Chemax Municipality (, in the Yucatec Maya Language: “monkey's tree”) is one of the 106 municipalities in the Mexican state of Yucatán containing  1,098.6 km2 of land and located roughly 185 km east of the city of Mérida.

History
There is no accurate data on when the town was founded, though it existed before the conquest as part of the province of Cupules. At colonization, Chemax became part of the encomienda system with the first encomendero noted in 1549 as Juan López de Mena.

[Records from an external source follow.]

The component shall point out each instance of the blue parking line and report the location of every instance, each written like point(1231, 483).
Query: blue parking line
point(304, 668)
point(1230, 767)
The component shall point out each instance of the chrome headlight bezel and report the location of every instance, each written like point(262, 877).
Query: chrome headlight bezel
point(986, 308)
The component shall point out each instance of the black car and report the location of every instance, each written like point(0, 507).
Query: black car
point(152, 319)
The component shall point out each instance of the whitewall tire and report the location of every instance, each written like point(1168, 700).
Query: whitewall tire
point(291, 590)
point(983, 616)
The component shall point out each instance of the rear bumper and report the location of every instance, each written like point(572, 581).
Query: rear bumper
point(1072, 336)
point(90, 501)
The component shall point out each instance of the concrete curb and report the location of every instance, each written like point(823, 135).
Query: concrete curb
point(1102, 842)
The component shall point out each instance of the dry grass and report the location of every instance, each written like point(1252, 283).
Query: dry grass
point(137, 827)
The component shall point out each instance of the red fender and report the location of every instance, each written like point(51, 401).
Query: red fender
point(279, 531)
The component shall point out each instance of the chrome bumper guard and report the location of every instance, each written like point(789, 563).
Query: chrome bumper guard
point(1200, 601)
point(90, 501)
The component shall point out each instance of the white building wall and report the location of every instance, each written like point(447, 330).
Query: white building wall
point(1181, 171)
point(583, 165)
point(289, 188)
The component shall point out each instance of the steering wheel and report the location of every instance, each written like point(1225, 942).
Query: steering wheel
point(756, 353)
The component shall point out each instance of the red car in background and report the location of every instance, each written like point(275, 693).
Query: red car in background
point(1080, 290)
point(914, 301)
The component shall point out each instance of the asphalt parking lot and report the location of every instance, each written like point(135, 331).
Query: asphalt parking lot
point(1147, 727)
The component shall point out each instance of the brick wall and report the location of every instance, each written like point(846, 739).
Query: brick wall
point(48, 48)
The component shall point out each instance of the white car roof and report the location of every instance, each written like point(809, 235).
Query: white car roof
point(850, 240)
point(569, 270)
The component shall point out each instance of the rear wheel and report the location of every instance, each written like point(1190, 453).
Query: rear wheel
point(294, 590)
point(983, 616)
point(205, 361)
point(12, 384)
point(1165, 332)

Yucatán declared its independence from the Spanish Crown in 1821 and during the Caste War of Yucatán the city was abandoned but repopulated after federal troops regained possession of it.  In 1865, the area was assigned to the partition of Valladolid Municipality. In 1918, it was designated as its own municipality.

Governance
The municipal president is elected for a three-year term. The town council has nine councilpersons, who serve as Secretary and councilors of public works, public lighting, police commissaries, public security, public monuments, nomenclature, ecology, and public sanitation.

Communities
The head of the municipality is Chemax, Yucatán. There are 170 populated areas of the municipality with the most important locations being: Además, Catzim, Chemax, Chen, Cocoyol, Kuxeb, Lolbé, Mucel, Punta Laguna, San Juan, San Pedro, Santa Cruz, Santa Elena, Sisbichén, Uspibil, Xalaú, X-Can, X-mab, X-maben, Xochmil, X-tejas and Xuneb. The significant populations are shown below:

Local festivals

From 10 to 13 June, festival in honor of San Antonio de Padua, patron saint of the town of Chemax.

Tourist attractions
 Churches of San Antonio de Padua, built in the sixteenth century
 Church of La Purísima Concepción, built in the seventeenth century
 Church of San Pedro, built in the seventeenth century
 Archaeological sites at Bolmay, Palaban, Petul, Poxil, Sotpol, Tamba, Xalau, Xcan, Xcoom, Xmaos and Xuyap
 Cenotes at Abli, Aktun Eek, Aktun Teel, Aktun Uspibil and Alamo I

Climate
Considered a tropical savanna climate typically with a pronounced dry season.  The Köppen Climate Classification subtype for this climate is Aw (Tropical Savanna Climate).